When COVID-19 hampered tornado relief, Teresa Smallwood raised thousands for Nashville’s hardest hit
After deadly tornadoes ripped through Nashville on March 3 taking more than two dozen lives, Vanderbilt Divinity School postdoctoral fellow Teresa Smallwood started helping tornado victims through her church, New Covenant Christian Church, which served as a staging area for relief agencies.
Within a couple of weeks, the COVID-19 pandemic struck and prompted shelter-in-place protocols that complicated relief efforts.
“A pandemic on top of a tornado is not something you can really imagine unless you are right in the midst of it,” Smallwood said. “COVID-19 was compounding the problems. When you give a protocol that says shelter at home and you don’t have a home, where are you going to get shelter?”
The historically African-American community of North Nashville had been devastated. Smallwood wanted to do more, so she turned to what she does best: writing.
“I’m not able to cut down limbs and move debris, so I did what I can do. I put pen to paper, I put fingers to keyboard."
—Teresa Smallwood
“I’m not physically able to go out and shovel and cut down limbs and move debris,” Smallwood said. “So I did what I can do. I put pen to paper, I put fingers to keyboard. I wrote grants so we could help people who were displaced.”
Initially Smallwood was able to apply for and receive more than $67,000 in grant money to go toward relocation services, food supplies, temporary housing support and transportation assistance.
The Henry Luce Foundation, the organization that funds the Divinity School’s Divinity School’s Public Theology and Racial Justice Collaborative, for which Smallwood serves as associate director, invited Smallwood and her colleagues to write a proposal for a rapid release fund to make mini-grants.
The foundation responded with a grant of $150,000, which Smallwood is distributing to 501(c)(3) partners via an invitation-only grant submission process.
“What this experience has shown me is that my faith, coupled with my educational prowess, can make good for the people who need it most in moments like this,” she said.
Smallwood’s desire to bring restoration and healing to others is rooted in her own journey to self acceptance as a queer woman of color in the South.

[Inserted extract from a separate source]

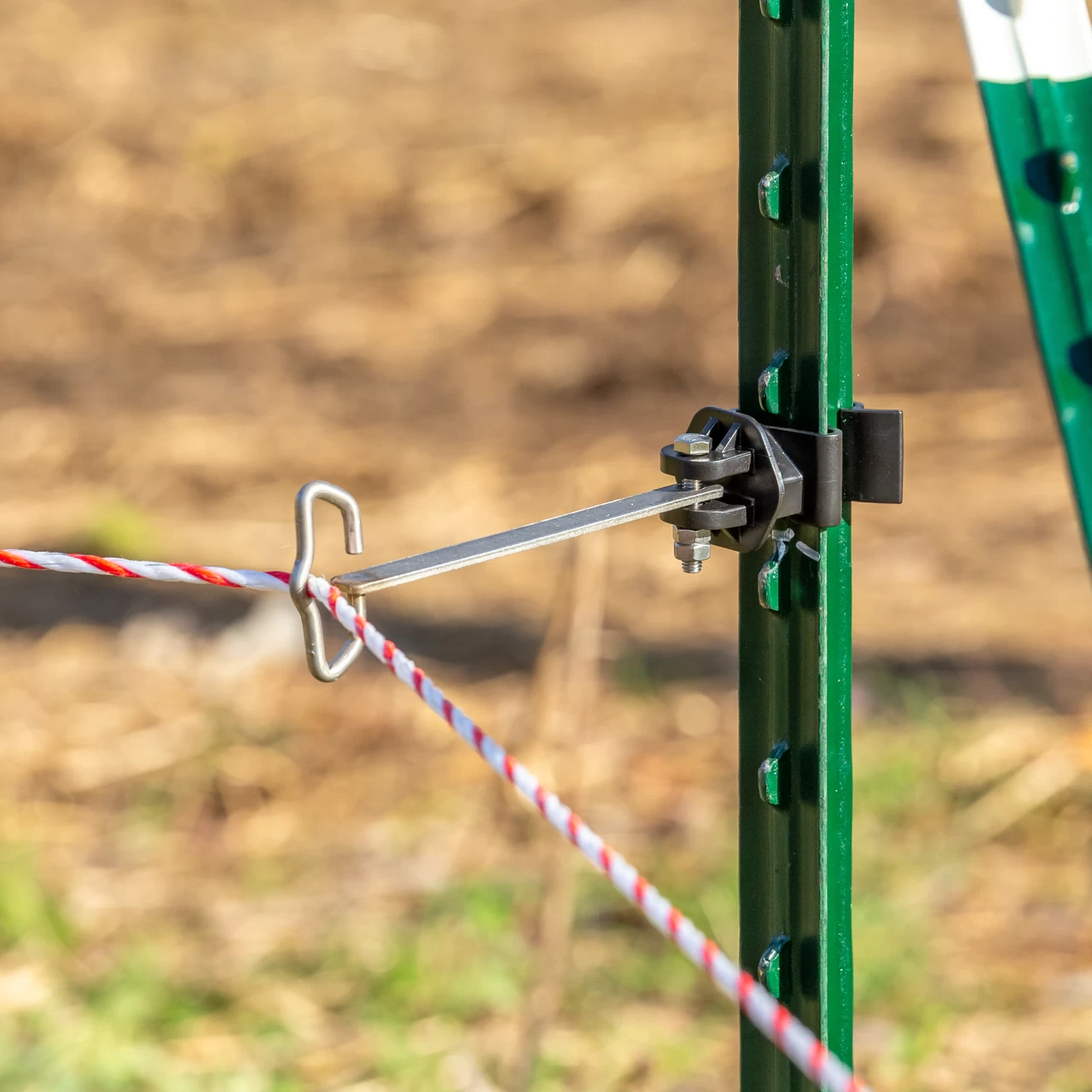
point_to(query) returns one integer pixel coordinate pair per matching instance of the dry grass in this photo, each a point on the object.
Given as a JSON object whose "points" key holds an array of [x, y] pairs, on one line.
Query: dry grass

“I grew up Baptist, and I can tell you the community that raised me and showed me love also was the community that rejected me,” the North Carolina native said. “When your own people say to you that you are an abomination, you’re either going to tuck tail and run and never go back or you are going to find a way to stand. And the latter is what I’ve done.”
She has found a place of comfort and acceptance at New Covenant, which less than a year ago ordained a transgender person to its clergy.
“When I walked into New Covenant, it wasn’t just tolerance, it was acceptance that I felt,” Smallwood said. “It didn’t matter if you came from one walk of life or another. I am proud to say our church has what we call an LGBTQ community. But labels aren’t something we emphasize. The message is, ‘You are welcome here because you are a child of God.’”
After tornadoes and a global pandemic, more trauma: the tragic death of George Floyd at the hands of a white police officer has triggered worldwide protests, riots and the exposure of a long festering wound in the fabric of America.
“I was paralzyed at first, but I’ve begun to find my way to a place of advocacy,” Smallwood said. “I am writing a piece about the George Floyd incident, which I hope to make an impact with, once it’s published. I hope I can be of aid to the folk who are on the frontline.”
Smallwood said despite all the hurt in the world, everyone can make a difference.
“Look at the gifts you have,” she said. “Wherever your heart is, whatever you can do, you can do good with it.”